Search code examples
javascriptweb-applicationsspeech-to-textpeerjsmediastream

How to get a transcript of an audio or video call within a js web app? I.e. how to route a MediaStream to a speech-to-text API


I want to make a web-app which does video calls with live transcription -- using some 3rd party speech-to-text service (e.g. Google or Amazon). So the peer-to-peer MediaStream would be played to the users, and also sent to the API for transcription.

I am currently using https://peerjs.com/ to create the peer-to-peer call.

Is this feasible? Are there any code examples or libraries I could use?

Thank you, Daniel


Solution

  • I think it can easily be done with Azure speach to text service, Perhaps other solutions may be used, but for Azure I was able to quickly find all pieces.

    There is browser use case example Here

    This line is responsible for getting audio source from microphone, but in you case more interesting would be to use: fromStreamInput function, which accepts MediaStream.

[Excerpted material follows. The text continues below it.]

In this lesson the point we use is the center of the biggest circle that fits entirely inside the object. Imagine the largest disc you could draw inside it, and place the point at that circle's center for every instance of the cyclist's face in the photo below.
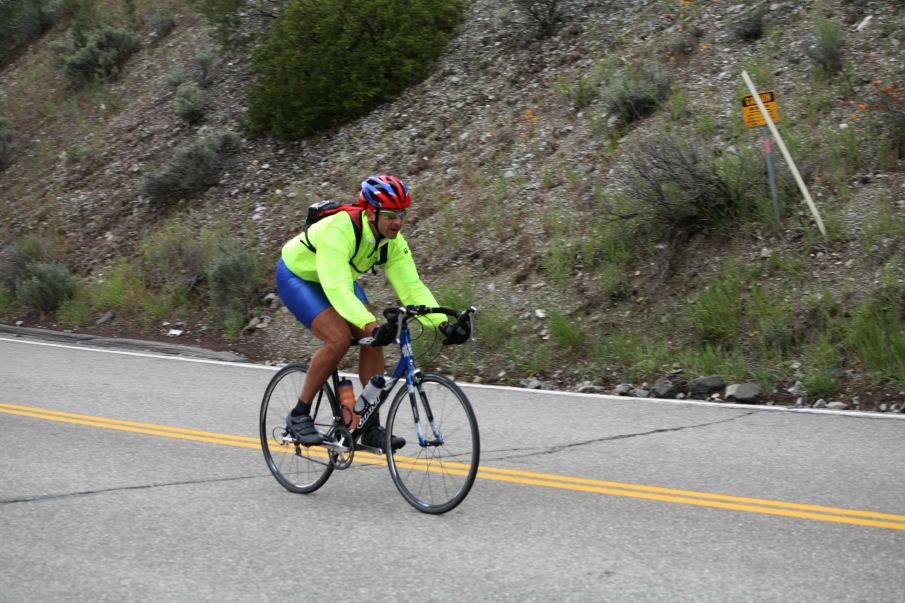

    I’m also wondering what would be better place to execute this process:

    • on source machine, send audio to receiver and to speachSDK, and after getting transcription send it afterwards.
    • on receiver machine, after receiving use SDK to get transcription, in this case audio may have worse quality as it was compressed during transmission, therefore you may get worse transcription.

    However this can be easily be tested.